Given they’re one of the most seismic bands the UK ever produced, Queen had quite the peppered relationship when it came to the US.
Their fame in the country was an incredibly complex thing to define, marked often by the highest of highs but similarly the lowest of lows. While their success on home shores could be seen as a steady line that only continued to rise until they were megastars, their reception in the American landscape seemed to chop and change with the wind.
The fleeting period of the late 1970s and early ‘80s was, to all intents and purposes, the only real shot at acclaim that Queen ever experienced while Statside, with 1980’s The Game hands-down becoming their peak of popularity, being their only album that would ever top the charts in the US.

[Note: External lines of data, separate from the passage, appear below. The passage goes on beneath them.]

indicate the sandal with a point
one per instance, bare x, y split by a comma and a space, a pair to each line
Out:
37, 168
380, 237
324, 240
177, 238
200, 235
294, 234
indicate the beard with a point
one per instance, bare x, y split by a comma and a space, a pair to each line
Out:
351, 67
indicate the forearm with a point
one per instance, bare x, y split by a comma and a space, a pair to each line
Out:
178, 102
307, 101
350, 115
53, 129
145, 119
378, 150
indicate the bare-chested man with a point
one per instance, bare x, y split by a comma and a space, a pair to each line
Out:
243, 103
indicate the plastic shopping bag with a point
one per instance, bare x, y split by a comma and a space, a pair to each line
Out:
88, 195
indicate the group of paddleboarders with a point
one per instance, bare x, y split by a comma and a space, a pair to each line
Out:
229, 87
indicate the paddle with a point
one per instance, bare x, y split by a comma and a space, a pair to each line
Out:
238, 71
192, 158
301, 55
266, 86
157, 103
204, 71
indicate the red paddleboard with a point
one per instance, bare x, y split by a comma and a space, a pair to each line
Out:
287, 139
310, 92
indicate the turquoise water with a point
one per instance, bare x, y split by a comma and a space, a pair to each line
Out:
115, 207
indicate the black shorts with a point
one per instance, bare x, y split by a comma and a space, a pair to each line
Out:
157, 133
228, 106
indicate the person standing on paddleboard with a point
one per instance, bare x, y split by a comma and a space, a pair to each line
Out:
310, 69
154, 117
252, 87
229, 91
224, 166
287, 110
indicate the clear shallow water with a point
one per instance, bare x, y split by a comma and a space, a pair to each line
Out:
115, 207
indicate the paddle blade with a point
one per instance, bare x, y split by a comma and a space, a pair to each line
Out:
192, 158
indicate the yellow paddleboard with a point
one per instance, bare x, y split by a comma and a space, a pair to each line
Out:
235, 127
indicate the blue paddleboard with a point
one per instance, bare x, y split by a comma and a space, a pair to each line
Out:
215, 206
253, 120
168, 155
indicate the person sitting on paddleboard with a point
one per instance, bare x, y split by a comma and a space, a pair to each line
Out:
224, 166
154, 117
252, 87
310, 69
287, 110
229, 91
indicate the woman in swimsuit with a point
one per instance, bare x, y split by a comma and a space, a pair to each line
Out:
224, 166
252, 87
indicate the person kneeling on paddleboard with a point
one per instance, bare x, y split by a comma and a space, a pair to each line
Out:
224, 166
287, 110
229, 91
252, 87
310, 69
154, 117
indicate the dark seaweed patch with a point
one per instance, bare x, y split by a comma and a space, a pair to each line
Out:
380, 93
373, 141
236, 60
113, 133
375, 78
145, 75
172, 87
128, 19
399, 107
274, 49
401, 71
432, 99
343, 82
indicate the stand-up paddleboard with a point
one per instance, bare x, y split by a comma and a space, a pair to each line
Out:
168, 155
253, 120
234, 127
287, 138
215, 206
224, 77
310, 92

But thereafter, what would otherwise be considered a huge boost of momentum transpired into becoming much more of a mixed picture. As the ‘80s wore on, the prospect of decisively conquering the States became increasingly harder to grasp, and by the time it reached 1984, it was all but impossible.
However, the slightly ironic thing was that as they were watching their US popularity implode somewhat, Queen weren’t watching the battle losses from the comfort blanket of their own native homes. They were right in the heart of the war. Indeed, that was the year they recorded their only album that would ever be committed to tape on American shores.
Yet just because The Works had US origins from the Record Plant studios in Los Angeles, that may have been the making of its demise. It also wasn’t helped by the video for ‘I Want to Break Free’– a clear parodial take on British comedy and female characters to the rest of the world, but a humour that didn’t translate in the States at all.
As such, having been flung into exile to a certain extent, the band backed out of plans to tour The Works in the US, and consequently sacrificed any hopes of success they might have had there. It transpired that recording in LA was not the making of four transatlantic icons, but an omen for them of the decline that was to come.
In that sense, even though it was a pretty enormous cutting of losses on a geographical scale, Queen were more than happy to return, if a little battered and bruised in the process, to their home shores and be lapped up as the regal giants they always set out to be. America just proved to be 50 states too far – but the battle wasn’t conceded without a bloody good fight.
From then on, Queen never particularly came back to the US, nor, to be fair, would they probably want to. In a lot of ways, they already had enough on their plates, between band tensions and questions about the future. But with a behemoth monster in the form of Live Aid just on the horizon, there wasn’t time to mourn their losses for long.